The easiest way is to declare a function with the following signature (trait is already implemented for such Fn):

use axum::extract::Request;
use axum::response::Response;

// You can use custom type instead of String
pub async fn extract(req: &mut Request) -> Result<HashSet<String>, Response>
  1. Add middleware to your application using the extractor defined in step 1
Router::new()
    .route("/endpoint", get(your_handler))
    .layer(GrantsLayer::with_extractor(extract));

Steps 1 and 2 can be replaced by custom middleware or integration with another libraries.

  1. Protect your endpoints in any convenient way from the examples below:

Example of proc-macro way protection

#[get("/secure")]
#[protect_axum::protect("OP_READ_SECURED_INFO")]
async fn macro_secured() -> &'static str {
    return "Hello, World!";
}
Example of ABAC-like protection and custom authority type

Here is an example using the ty and expr attributes.

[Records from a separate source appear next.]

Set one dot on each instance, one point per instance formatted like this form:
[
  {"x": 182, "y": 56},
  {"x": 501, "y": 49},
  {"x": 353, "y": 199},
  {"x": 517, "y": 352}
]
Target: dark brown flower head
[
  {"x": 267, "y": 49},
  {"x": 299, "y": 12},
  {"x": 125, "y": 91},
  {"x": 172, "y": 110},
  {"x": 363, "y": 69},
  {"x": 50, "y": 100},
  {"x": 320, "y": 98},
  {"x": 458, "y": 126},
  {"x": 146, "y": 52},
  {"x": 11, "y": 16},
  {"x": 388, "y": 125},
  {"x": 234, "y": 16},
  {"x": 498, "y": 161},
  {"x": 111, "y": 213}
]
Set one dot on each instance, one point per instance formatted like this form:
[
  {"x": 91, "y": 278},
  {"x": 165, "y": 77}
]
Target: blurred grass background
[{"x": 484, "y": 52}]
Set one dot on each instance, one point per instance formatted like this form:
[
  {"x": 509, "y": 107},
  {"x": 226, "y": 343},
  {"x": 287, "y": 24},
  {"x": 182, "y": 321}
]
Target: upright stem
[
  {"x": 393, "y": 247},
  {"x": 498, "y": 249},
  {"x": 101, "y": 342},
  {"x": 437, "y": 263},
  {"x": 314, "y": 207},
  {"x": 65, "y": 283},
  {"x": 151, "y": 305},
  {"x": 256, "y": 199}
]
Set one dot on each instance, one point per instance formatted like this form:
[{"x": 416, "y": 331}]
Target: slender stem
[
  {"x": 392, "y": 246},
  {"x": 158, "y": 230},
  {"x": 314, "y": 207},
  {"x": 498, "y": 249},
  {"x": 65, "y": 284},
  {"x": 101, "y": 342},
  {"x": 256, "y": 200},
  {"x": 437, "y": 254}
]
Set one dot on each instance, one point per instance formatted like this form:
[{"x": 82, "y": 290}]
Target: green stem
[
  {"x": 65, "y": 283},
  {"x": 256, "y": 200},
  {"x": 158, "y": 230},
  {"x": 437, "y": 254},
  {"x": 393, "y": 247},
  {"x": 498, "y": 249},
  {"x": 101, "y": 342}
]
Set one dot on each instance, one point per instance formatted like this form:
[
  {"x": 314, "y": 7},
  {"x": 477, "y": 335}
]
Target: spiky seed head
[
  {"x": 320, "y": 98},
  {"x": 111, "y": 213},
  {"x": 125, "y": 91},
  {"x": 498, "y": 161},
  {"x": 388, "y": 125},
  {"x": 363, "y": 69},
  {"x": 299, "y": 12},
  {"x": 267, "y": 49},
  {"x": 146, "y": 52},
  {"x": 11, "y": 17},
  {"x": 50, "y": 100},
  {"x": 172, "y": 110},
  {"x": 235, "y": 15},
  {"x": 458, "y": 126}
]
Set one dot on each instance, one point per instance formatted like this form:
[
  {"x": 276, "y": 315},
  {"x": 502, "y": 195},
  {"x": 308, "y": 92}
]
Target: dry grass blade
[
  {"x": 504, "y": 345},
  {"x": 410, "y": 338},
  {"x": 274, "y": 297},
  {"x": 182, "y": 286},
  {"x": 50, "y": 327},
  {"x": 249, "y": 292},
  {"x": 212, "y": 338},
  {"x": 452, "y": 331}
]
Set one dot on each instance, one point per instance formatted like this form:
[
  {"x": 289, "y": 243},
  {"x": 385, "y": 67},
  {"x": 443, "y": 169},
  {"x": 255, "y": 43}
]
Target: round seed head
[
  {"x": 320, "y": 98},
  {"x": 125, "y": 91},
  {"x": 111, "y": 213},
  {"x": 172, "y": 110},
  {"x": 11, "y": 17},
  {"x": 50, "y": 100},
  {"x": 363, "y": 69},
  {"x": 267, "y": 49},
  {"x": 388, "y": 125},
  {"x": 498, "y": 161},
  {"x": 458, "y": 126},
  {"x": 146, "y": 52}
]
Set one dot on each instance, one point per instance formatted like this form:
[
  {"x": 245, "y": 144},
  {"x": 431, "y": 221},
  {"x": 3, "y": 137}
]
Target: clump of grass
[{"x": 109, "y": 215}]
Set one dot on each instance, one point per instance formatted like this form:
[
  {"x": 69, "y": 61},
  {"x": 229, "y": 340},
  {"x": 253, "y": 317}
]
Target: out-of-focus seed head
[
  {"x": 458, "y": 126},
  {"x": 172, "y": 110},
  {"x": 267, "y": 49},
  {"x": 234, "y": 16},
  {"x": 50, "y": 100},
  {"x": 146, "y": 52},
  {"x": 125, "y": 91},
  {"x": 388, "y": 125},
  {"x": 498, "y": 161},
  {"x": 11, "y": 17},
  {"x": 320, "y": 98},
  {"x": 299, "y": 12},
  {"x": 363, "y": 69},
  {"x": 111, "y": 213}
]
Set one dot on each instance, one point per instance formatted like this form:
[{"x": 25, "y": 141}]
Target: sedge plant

But these are independent features.

expr allows you to include some checks in the macro based on function params, it can be combined with authorities by using all/any.

ty allows you to use a custom type for th authorities (then the middleware needs to be configured). Take a look at an enum-role example

use enums::Role::{self, ADMIN};
use dto::User;

#[get("/info/{user_id}")]
#[protect_axum::protect("ADMIN", expr = "user_id.into_inner() == user.id", ty = "Role")]
async fn macro_secured(Path(user_id): Path<i32>, Json(user): Json<User>) -> &'static str {
    "some secured response"
}

#[post("/info/{user_id}")]
#[protect_axum::protect(any("ADMIN", expr = "user.is_super_user()"), ty = "Role")]
async fn admin_or_super_user(Path(user_id): Path<i32>, Json(user): Json<User>) -> &'static str {
    "some secured response"
}

Example of manual way protection

use protect_axum::authorities::{AuthDetails, AuthoritiesCheck};

async fn manual_secure(details: AuthDetails) -> &'static str {
    if details.has_authority(ROLE_ADMIN) {
        return "ADMIN_RESPONSE";
    }
    "OTHER_RESPONSE"
}

You can find more examples in the git repository folder and documentation.